# Task B2 — Unsupervised Learning (NumPy)
Upper Secondary / Section B — Structured Tasks

Constraints: Use Python 3 and NumPy only (no external libraries).

This task has three parts:
- Structured Theory Questions
- Design Challenge
- Practical Programming (1D k-means clustering)
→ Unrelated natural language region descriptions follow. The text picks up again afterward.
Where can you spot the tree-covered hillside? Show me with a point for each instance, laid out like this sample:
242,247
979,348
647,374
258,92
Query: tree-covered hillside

## Structured Theory Questions
1. What is the goal of k-means clustering?
2. How do you choose k, and what happens if k is too large or too small?
3. How should empty clusters be handled?

## Design Challenge
Propose an initialisation strategy (we will provide fixed seeds here) and a convergence check.
Discuss how scaling (standardising) data can affect k-means, and why we skip it for 1D small integers.

In [None]:
import numpy as np

## Provided Data

In [None]:
# DO NOT MODIFY
points = np.array([1.0, 2.0, 3.0, 9.0, 10.0, 11.0])
initial_centroids = np.array([2.0, 10.0])
max_iter = 20

## Practical Programming
Implement 1D k-means. Return final centroids (rounded to 4 decimals) and cluster assignments (array of cluster indices).

In [None]:
def kmeans_1d(points: np.ndarray, initial_centroids: np.ndarray, max_iter: int=20):
    centroids = initial_centroids.astype(float).copy()
    for _ in range(max_iter):
        # Assign each point to nearest centroid
        dists = np.abs(points.reshape(-1,1) - centroids.reshape(1,-1))
        assigns = np.argmin(dists, axis=1)
        # Update centroids
        new_centroids = centroids.copy()
        for k in range(len(centroids)):
            cluster_pts = points[assigns == k]
            if cluster_pts.size > 0:
                new_centroids[k] = cluster_pts.mean()
        if np.allclose(new_centroids, centroids):
            centroids = new_centroids
            break
        centroids = new_centroids
    return np.round(centroids, 4), assigns

In [None]:
# Self-check tests
centroids, assigns = kmeans_1d(points, initial_centroids, max_iter)
print('centroids:', centroids)
print('assigns:', assigns)
assert np.allclose(centroids, np.array([2.0, 10.0]), atol=0.01), 'centroids should be about [2.0, 10.0]'
# First three points should belong to cluster 0, last three to cluster 1
assert np.array_equal(assigns, np.array([0,0,0,1,1,1])), 'assignments should split at 3 vs 9'
print('All tests passed.')

## Reflection
Explain your initialisation, convergence criterion, and any edge-case handling.